今日はまづ、役者皆で申楽(今は能楽とかいふのかえ)を観て参つた。曲は『鉄輪』と申した。夫に捨てられ悋気のあまり鬼と化したる女の話。よもや太夫とやらめ、この女を役作りの手本に致す所存ではあるまいの。
観終はつて稽古場に向かふ途中、阿部丈がかやうな事を言つて居られた。曰くこのところ酒の量も増え、いささか「気もたれ」が致して居る由。太夫答へて曰く、「そは正しき心の反応なるべし。世には言霊といふものありて、日頃悪しき言葉を使ひ居れば自づから心も悪しうなり行く道理なり。
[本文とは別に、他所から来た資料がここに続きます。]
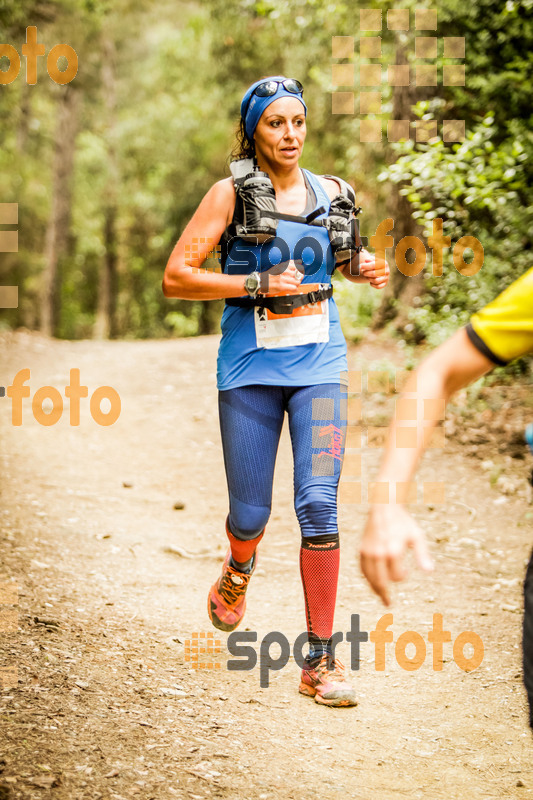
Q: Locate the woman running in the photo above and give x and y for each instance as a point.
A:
(282, 350)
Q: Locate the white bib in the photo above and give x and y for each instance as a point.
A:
(307, 324)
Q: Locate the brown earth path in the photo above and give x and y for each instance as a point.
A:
(106, 704)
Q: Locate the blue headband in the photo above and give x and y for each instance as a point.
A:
(258, 104)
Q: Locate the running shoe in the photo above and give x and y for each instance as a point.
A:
(326, 683)
(226, 602)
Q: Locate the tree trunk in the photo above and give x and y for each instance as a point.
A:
(401, 289)
(105, 324)
(57, 232)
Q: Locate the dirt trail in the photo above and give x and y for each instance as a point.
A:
(106, 704)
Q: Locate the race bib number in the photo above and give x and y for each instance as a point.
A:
(307, 324)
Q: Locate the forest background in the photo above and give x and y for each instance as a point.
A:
(108, 169)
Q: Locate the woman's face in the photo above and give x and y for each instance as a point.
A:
(280, 133)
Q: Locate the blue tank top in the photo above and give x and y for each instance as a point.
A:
(240, 361)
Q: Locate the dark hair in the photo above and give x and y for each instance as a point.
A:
(244, 147)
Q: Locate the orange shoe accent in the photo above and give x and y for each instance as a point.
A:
(326, 683)
(226, 601)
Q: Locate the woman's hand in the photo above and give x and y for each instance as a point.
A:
(284, 278)
(376, 270)
(390, 531)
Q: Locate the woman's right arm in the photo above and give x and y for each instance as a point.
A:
(184, 276)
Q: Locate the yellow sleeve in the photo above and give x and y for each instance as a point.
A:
(503, 329)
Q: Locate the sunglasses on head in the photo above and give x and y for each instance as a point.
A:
(268, 88)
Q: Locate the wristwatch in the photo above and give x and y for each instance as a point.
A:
(252, 284)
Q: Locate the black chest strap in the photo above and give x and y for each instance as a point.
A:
(283, 304)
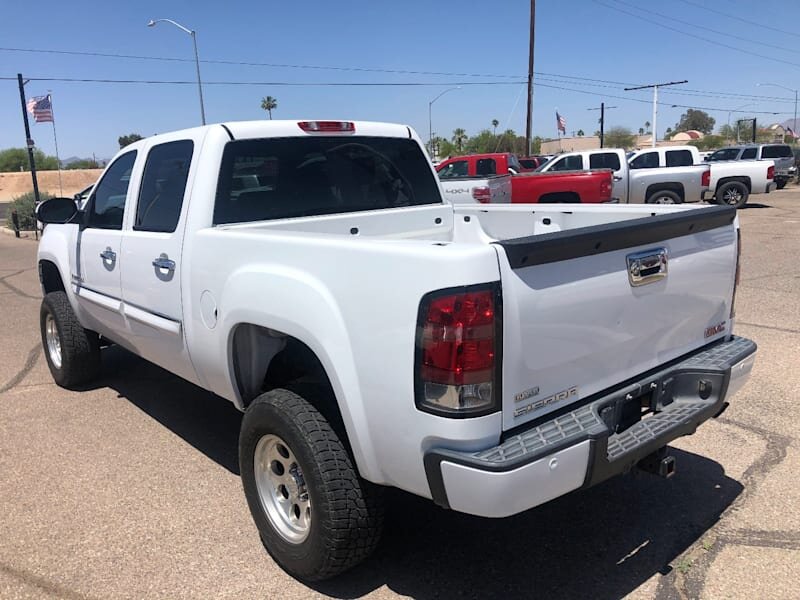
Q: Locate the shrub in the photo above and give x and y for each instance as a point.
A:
(24, 205)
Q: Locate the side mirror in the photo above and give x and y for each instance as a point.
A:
(56, 210)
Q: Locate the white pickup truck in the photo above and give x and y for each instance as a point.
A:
(731, 182)
(636, 182)
(491, 358)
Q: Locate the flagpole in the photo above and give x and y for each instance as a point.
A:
(55, 140)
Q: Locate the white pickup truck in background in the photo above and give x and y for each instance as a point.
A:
(635, 183)
(491, 358)
(481, 189)
(731, 182)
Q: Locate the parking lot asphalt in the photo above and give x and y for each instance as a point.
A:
(130, 488)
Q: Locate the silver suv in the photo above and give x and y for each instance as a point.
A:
(780, 153)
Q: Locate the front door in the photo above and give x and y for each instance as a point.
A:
(151, 250)
(97, 280)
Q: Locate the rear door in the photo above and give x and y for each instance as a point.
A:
(577, 321)
(611, 160)
(152, 250)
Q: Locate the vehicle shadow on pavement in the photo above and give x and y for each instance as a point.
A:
(206, 421)
(603, 542)
(599, 543)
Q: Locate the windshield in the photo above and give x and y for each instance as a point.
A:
(276, 178)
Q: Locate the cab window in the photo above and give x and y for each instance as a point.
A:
(107, 204)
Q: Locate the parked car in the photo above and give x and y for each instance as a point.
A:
(730, 182)
(526, 188)
(781, 154)
(491, 358)
(642, 180)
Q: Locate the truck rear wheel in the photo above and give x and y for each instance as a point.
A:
(72, 352)
(664, 197)
(733, 193)
(316, 516)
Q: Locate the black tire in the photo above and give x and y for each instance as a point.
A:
(733, 193)
(347, 517)
(79, 348)
(664, 197)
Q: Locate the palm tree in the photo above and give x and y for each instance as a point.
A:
(459, 137)
(269, 104)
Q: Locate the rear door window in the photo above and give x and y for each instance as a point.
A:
(647, 160)
(568, 163)
(604, 160)
(679, 158)
(776, 152)
(486, 166)
(457, 168)
(276, 178)
(163, 186)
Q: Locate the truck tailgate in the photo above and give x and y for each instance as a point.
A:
(586, 309)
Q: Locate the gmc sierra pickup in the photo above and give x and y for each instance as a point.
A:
(491, 358)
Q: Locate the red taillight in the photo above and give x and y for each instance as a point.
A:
(456, 352)
(327, 126)
(482, 194)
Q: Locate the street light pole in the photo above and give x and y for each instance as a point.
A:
(193, 33)
(430, 120)
(794, 121)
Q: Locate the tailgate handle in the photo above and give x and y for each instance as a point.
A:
(647, 267)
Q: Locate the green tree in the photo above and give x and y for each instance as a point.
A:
(125, 140)
(696, 119)
(16, 159)
(24, 205)
(269, 104)
(459, 139)
(619, 137)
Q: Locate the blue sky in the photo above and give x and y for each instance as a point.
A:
(593, 39)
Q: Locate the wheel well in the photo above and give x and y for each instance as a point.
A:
(560, 198)
(265, 359)
(744, 180)
(666, 187)
(50, 277)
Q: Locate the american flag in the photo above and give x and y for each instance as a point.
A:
(41, 109)
(561, 123)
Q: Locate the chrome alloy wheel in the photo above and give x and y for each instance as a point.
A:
(732, 196)
(53, 341)
(282, 489)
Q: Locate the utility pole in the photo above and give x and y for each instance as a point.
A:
(655, 87)
(29, 143)
(602, 110)
(529, 124)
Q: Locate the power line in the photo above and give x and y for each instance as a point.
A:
(697, 37)
(247, 63)
(717, 31)
(748, 21)
(271, 83)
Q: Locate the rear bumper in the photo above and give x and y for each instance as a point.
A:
(580, 448)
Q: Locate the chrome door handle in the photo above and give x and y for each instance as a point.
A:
(162, 262)
(108, 254)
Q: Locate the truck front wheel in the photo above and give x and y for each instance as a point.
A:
(316, 516)
(733, 193)
(72, 352)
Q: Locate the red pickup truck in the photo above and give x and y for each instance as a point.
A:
(562, 186)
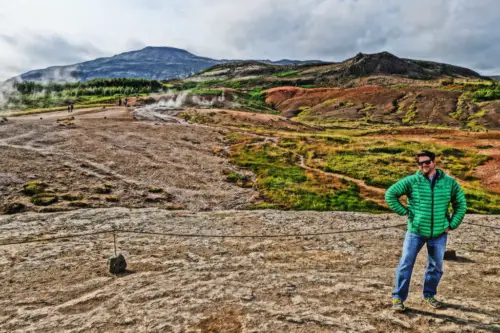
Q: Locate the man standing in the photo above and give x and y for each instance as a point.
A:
(430, 192)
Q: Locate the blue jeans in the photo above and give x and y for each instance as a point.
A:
(435, 254)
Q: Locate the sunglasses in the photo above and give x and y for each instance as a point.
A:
(426, 162)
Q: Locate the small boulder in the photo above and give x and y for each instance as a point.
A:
(450, 255)
(117, 265)
(14, 208)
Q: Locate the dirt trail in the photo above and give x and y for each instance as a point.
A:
(339, 283)
(112, 146)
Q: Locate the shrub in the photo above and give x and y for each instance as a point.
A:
(35, 187)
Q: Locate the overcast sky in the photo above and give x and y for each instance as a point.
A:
(36, 34)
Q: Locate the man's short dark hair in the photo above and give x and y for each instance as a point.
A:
(427, 153)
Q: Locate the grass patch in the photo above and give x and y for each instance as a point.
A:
(155, 189)
(289, 186)
(287, 74)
この本には醜き言ひざま多し、くれぐれも健康には留意せられたし」
さやうな本を書いたのは誰ぢや。さも他人事のやうな顔をしくさつて。
さて、稽古場に着いてからは、殺陣、頼家・声、政子・侍女の稽古を致した。
さう、今日から太夫と山本丈の両名、稽古中はかたみに役名で呼びあふ事にしたのぢや。
御花、久しいなう。
皆の努力の甲斐あつて、来月頭には通し稽古に入る由。
今週末には皆で鎌倉と修禅寺に参るとやら。